The Book of Mormon indicates that its people cultivated intoxicating beverages. For example, King Noah planted vineyards and he and his people were wine-bibbers (Mosiah 11:15). As might be expected, the Jaredites as well as the people of Lehi had an appreciation for their wine and even tried to use the beverage as a strategy to gain advantage over each other in times of captivity and war (Mosiah 22:7-10; Alma 55:8-15, 30-32; Ether 14:5). Jesus instituted the sacramental use of wine in remembrance of his atoning sacrifice.
In his forthcoming book, Mormon’s Codex, John Sorenson writes:
The only beverage the Book of Mormon explicitly mentions is “wine.” The Spanish conquerors of Mexico reported a number of types of wine in use. These were made from substances as varied as bananas, palm sap, tree bark plus honey, the maguey plant, pineapple, and other fruits. Technically these would be classed today as beers rather than wines, but 16th-century Spaniards called all of them “wine.” Mesoamericans apparently had no knowledge of the distilling process, so when in Alma 55:32 the Nephite historian writes of “all their liquors,” we can infer that he refers only to “wines,” as the context makes more or less clear.

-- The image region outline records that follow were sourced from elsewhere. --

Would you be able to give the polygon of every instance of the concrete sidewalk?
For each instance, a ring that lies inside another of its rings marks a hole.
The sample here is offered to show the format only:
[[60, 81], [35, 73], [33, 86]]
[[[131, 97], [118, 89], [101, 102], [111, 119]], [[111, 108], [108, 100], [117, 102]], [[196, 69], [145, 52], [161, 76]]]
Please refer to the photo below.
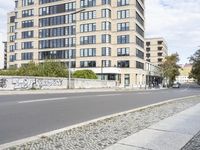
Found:
[[180, 150], [200, 131], [200, 104], [166, 118], [106, 150]]
[[148, 91], [148, 90], [163, 90], [160, 89], [129, 89], [129, 88], [97, 88], [97, 89], [62, 89], [62, 90], [16, 90], [16, 91], [1, 91], [0, 95], [21, 95], [21, 94], [61, 94], [61, 93], [86, 93], [86, 92], [118, 92], [118, 91]]

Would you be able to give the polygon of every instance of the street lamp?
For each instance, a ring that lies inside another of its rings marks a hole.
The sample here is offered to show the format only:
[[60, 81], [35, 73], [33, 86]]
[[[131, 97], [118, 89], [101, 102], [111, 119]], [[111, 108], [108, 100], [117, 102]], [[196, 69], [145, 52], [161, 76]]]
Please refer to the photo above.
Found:
[[[78, 14], [78, 13], [81, 13], [83, 11], [85, 11], [85, 9], [81, 9], [81, 10], [75, 11], [75, 12], [71, 13], [71, 15]], [[76, 18], [76, 21], [75, 21], [75, 25], [76, 25], [76, 22], [77, 22], [77, 18]], [[76, 33], [75, 33], [75, 38], [76, 38]], [[75, 43], [75, 50], [76, 50], [76, 43]], [[71, 58], [72, 58], [72, 51], [71, 52], [69, 51], [68, 89], [70, 89], [70, 84], [71, 84], [71, 72], [70, 72], [70, 69], [71, 69]]]

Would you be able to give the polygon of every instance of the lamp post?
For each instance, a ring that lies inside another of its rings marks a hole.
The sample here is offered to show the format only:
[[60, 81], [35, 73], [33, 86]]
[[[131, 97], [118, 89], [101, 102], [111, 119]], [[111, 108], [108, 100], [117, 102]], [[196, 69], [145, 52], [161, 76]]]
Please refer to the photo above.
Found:
[[[74, 14], [78, 14], [78, 13], [81, 13], [85, 11], [85, 9], [81, 9], [81, 10], [78, 10], [78, 11], [75, 11], [73, 13], [71, 13], [71, 15], [74, 15]], [[76, 25], [76, 22], [77, 22], [77, 18], [75, 20], [75, 25]], [[76, 29], [75, 29], [76, 30]], [[76, 38], [76, 33], [75, 33], [75, 38]], [[76, 50], [76, 43], [75, 43], [75, 50]], [[70, 84], [71, 84], [71, 58], [72, 58], [72, 51], [70, 52], [69, 51], [69, 65], [68, 65], [68, 89], [71, 88]]]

Although grapes were sometimes used in the manufacture of wine (the Opata of northern Mexico made a red wine of native grapes; grapes were known in the Gulf Coast area and also among the Maya of Yucatan), we need not read the “vineyards” (Mosiah 11:15) of Zeniffite King Noah as referring to grape plantings. In 17th-century Guatemala, Father Thomas Gage spoke of “vineyards” of maguey plants from which the drink pulque was made.
Our understanding of wine in ancient Mesoamerica was enhanced 30 years ago when Martínez M. excavated a site of Late Pre-Classic date (first centuries BC and AD) beside the Grijalva River in Chiapas (the location that is taken here to be the land of Zarahemla). There he carefully recovered and studied all traces of plant remains. He found seeds of Vitis vinifera, the wine grape known in Europe, from which he concluded that the fruit had been used to manufacture wine equivalent to that of the Old World. Thus the Book of Mormon statements about wine could turn out to refer either to that drink in the usual European sense or to alternative Mesoamerican intoxicants that were based on other fruits.
From John L. Sorenson, Mormon’s Codex: An Ancient American Book (Salt Lake City: Deseret Book and the Neal A. Maxwell Institute, 2013), 308.